New Solardome

Number 1 son is a great help

It’s Springtime here in Alabama, and one night last week we had some severe weather complete with tornado warnings & dime-sized hail.  Looking for damage the next morning, I was happy to find that nothing appeared to have been affected.

Although the Overlander is still winterized, one or both of the Boyz & I sleep out there on the weekends, and the night following the hail had “Airstream” written all over it.  Although some of the videos the Boyz choose to watch are not exactly my cup of tea, I looked forward to roughin’ it with my preschoolers in our backyard that evening.  That is until I opened the door and found the floor soaked with water.  The hail had punched holes in both my original Solardome and rooftop refrigerator vent cover.

Fortunately, nothing in the trailer appeared water-damaged, and since no more storms were predicted, we just mopped up the mess and made a night out of it anyway.  I called InlandRV Monday morning, and ordered a new solardome.  The lady I talked to there in California was serious when she said she would “get it right out” to me as UPS delivered it the following Friday.

Although Supply & Demand dictated that the price for the new solardome was going to be high, I was extremely impressed at how much effort went into the thought & construction of the new part.  My original solardome was a single, injection-molded piece of plastic which had sagged in the middle allowing water to puddle.  Andy’s replacement part was almost twice the weight due to what appeared to be a separate, domed piece seamlessly welded on to an otherwise flat cover.  This new solardome looks like it was built to stand the test of time.

While the corners of InlandRV’s solardome are not rounded like the original, the overall dimensions are the same.
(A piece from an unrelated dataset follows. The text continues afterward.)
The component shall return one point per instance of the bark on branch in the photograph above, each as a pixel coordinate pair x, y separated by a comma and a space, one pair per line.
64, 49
My original solardome was attached to its two mounting brackets by six bucked rivets.  Deciding to pop-rivet the new solardome on, its centerline was located:

After loosely positioning the new solardome in place, a red Sharpie was used inside the Overlander to mark the rivet holes:

Much thought was given to whether to drill through-holes (through both layers of plastic) or to drill only the piece of plastic closest to the mounting bracket, and rivet from the bottom instead of the top.  Ultimately, though-holes were considered best.  Backing washers were used on the rivet heads to keep from breaking the plastic.  The rivets were coated before & after installation with clear RTV.  If I had had some clear Parbond around, I would have used that.  But RTV should be adequate

Andy was kind enough to include a template for mounting the new [included] weatherstripping.  The lines were drawn now since it appeared to be better to install the gasket after the new solardome was riveted in place.

I’m easy to identify on the road now – Just look for the free advertising I’m giving Andy!